Margaret C. Etter Early Career Award

To recognize outstanding achievement and exceptional potential in crystallographic research demonstrated by a scientist at an early stage of their independent career. The award is established to honor the memory of Professor Margaret C. Etter (1943-1992), who was a major contributor to the field of organic solid-state chemistry. Her work particularly emphasized the use of hydrogen bonds and co-crystals. In addition to a large body of experimental work she was the major force in devising a set of rules known as graph sets to describe hydrogen bonds in a way that revealed similarities between structures without being tied up in the crystallographic details. Her experience teaching at an undergraduate institution and in working in both an industrial and academic setting gave her an unusually broad perspective from which to mentor students and to support and encourage colleagues. She had a love for people, for science, and especially for people who do science, that we honor. Established in 2002 as an annual award, it consists of a monetary award of $1,000 and plaque. The winner will present a lecture at the American Crystallographic Association Annual Meeting.Scientists involved in crystallographic research in the broadest sense will be eligible for the award. At the time of the closing date for nominations, nominees must be no more than 12 years beyond the awarding of their Ph.D. degree, not including career breaks, and must have begun their first independent (not postdoctoral) position within the past 10 years. Nominees employed in tenure-track academic positions must not yet have received tenure. Nominations must include as a minimum a nomination letter clearly indicating the accomplishments of the individual since beginning their independent career and assessing the future potential of the nominee.

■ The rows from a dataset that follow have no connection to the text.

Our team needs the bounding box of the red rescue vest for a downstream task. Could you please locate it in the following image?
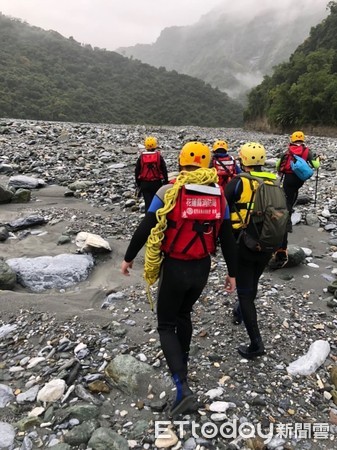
[213,155,236,189]
[138,150,164,181]
[161,184,226,260]
[279,144,309,173]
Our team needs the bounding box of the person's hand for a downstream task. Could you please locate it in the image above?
[225,275,236,293]
[121,261,133,276]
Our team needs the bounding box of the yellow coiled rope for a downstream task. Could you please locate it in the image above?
[144,168,218,311]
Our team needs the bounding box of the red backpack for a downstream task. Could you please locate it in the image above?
[138,151,164,181]
[213,155,236,188]
[279,144,309,173]
[161,184,226,260]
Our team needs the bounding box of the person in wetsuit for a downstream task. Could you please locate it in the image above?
[121,142,237,417]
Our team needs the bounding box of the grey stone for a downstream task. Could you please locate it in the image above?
[0,259,16,291]
[12,188,32,203]
[88,427,129,450]
[6,254,94,292]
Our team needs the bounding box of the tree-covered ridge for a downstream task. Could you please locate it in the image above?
[244,2,337,131]
[0,13,242,127]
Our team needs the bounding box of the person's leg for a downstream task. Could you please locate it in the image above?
[236,250,270,358]
[283,173,304,232]
[157,258,210,415]
[142,180,162,212]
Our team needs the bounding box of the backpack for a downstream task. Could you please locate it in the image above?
[279,144,309,173]
[161,184,226,260]
[138,151,164,181]
[237,173,289,253]
[213,155,236,188]
[290,155,314,181]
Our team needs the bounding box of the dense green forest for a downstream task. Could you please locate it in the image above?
[0,13,242,127]
[244,2,337,131]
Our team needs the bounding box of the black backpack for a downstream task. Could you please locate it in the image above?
[237,173,289,253]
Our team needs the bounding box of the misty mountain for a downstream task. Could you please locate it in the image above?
[244,1,337,135]
[117,0,327,100]
[0,13,242,127]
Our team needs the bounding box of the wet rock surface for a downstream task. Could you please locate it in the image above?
[0,120,337,450]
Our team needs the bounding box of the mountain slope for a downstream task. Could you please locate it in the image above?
[245,2,337,131]
[117,0,327,99]
[0,15,242,127]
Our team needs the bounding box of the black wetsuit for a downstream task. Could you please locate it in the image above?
[225,177,272,348]
[124,186,237,378]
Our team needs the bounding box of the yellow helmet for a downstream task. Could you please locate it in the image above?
[213,141,228,151]
[144,136,158,150]
[239,142,266,167]
[179,141,211,168]
[290,131,304,142]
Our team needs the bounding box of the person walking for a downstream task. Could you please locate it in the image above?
[135,136,168,212]
[225,142,283,359]
[121,141,237,417]
[271,131,320,269]
[211,140,241,189]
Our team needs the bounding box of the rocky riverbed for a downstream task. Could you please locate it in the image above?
[0,119,337,450]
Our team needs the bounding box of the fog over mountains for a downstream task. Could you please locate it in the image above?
[117,0,328,102]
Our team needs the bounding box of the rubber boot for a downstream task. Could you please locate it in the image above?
[169,375,197,417]
[238,337,265,359]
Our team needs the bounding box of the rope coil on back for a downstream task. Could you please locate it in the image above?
[144,168,218,302]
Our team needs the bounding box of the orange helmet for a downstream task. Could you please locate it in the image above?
[144,136,158,150]
[179,141,211,169]
[290,131,304,142]
[213,141,228,152]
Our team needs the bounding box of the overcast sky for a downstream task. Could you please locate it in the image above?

Three supporting letters and a c.v. for the nominee may be provided but are not requirements. Self-nominations are permitted. Nominees may be employed in regular academic positions, as service crystallographers, in industrial positions or in government laboratory positions.
  • [2003] Julia Chan
  • [2004] Leonard MacGillivray
  • [2005] Jennifer A. Swift
  • [2006] Carrie Wilmot
  • [2007] Cora Lind
  • [2008] Radu Custelcean
  • [2009] Svilen Bobev
  • [2010] Ray Trievel
  • [2011] Yurij Mozharivskyj
  • [2012] Emmanual Skordalakes
  • [2013] Eric Ortlund
  • [2014] Borden Lacy
  • [2015] Yan Jessie Zhang
  • [2016] Jason Benedict
  • [2017] Christine Dunham
  • [2018] Jason McLellan
  • [2019] Efrain Rodriguez 
  • [2020] Nozomi Ando
  • [2021] Julia V. Zaikina
  • [2022] Brent L. Nannenga

Public Service Awards

To recognize a non-crystallographer for contributions to science policy, to science funding, or to communication of crystallography to the general public. Awarded on an irregular basis at the discretion of the ACA Council.   

Service Awards

To recognize and honor the dedicated efforts of ACA members who voluntary work behind the scenes on the business of the organization. Volunteer contributions which would qualify a person this award include: outstanding performance on any of our Committees, Scientific Interest Group, any contributions of exceptional value to our members. Excluded as qualifying contributions are those performed while in highly visible positions within the ACA - Program and Local Chairs for annual meetings, and members of the ACA Council. The award consists of a certificate and a small gift.